Uygulamada şunlara dikkat edilmelidir:
– Giderlerin “işletmenin esas konusu ile doğrudan ilişkili” olup olmadığı belirlenmeli.
– İlişkili kişilerle işlemlerde emsallere uygunluk ilkesine uyulmuş olmalı.
– Giderlerin belgelenmesi, usulüne uygun olması ve vergi mevzuatına uygun kayıtları yapılmış olması şart.
– Denetim riski yüksek olan kalemlerde (örneğin örtülü sermaye faiz giderleri, transfer fiyatlandırması farkları, alkol‑tütün reklam giderleri) daha dikkatli olunmalı.

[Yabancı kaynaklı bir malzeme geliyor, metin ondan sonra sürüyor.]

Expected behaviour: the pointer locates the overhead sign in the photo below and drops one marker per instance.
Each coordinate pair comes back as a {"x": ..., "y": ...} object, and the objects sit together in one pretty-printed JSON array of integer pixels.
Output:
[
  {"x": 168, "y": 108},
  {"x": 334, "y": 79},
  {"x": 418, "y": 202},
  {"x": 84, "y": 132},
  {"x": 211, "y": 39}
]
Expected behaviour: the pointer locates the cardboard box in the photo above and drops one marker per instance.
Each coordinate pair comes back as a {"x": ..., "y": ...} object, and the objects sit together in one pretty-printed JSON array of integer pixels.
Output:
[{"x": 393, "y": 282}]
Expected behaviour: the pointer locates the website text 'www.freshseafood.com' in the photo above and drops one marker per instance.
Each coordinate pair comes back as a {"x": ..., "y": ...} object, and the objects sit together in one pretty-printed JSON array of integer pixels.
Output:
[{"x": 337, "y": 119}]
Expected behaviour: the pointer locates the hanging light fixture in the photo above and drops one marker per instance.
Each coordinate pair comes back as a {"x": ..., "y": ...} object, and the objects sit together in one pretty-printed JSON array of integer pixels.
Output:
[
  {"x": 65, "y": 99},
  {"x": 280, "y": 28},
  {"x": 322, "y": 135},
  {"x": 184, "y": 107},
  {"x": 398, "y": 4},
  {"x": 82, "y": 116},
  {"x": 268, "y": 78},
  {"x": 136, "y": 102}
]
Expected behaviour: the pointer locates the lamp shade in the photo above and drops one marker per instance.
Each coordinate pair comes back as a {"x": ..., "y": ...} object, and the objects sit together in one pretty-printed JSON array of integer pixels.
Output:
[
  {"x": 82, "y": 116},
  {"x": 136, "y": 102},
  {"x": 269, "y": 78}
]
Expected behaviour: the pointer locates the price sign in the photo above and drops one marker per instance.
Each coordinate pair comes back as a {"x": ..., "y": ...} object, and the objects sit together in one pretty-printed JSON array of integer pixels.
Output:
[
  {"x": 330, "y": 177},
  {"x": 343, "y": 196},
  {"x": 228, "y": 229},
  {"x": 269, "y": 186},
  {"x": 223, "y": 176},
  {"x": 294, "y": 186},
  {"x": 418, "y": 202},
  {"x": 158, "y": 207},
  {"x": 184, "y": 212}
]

– Giderin indirilebilir olup olmadığına ilişkin karar, sadece muhasebe bazında değil vergi mevzuatı bazında da verilmelidir.
İşletmelerin bu konudaki farkındalıklarının artması, hem ceza riski azaltır hem de vergisel yükümlülüklerin doğru yerine getirilmesini sağlar. KVK 11’in detaylarını anlamak, şirketin mali sağlığı ve vergi uyumu açısından stratejik bir avantaj sağlayabilir.
Uygulamada siz ya da firmanız açısından, KVK 11 kapsamında “kabul edilmeyen giderler” ile ilgili hangi harcama kalemleri sorguluyorsunuz? Bu giderlerin muhasebe kayıtlarında hangi süreçlerle takip edildiğini düşündünüz mü?
[1]: “Kanunen Kabul Edilmeyen Giderler (KKEG) Mevzuatı ve Muhasebesi”
[2]: “Kurum Kazancının Tespiti Sırasında İndirilmesine İzin Verilmeyen Giderler”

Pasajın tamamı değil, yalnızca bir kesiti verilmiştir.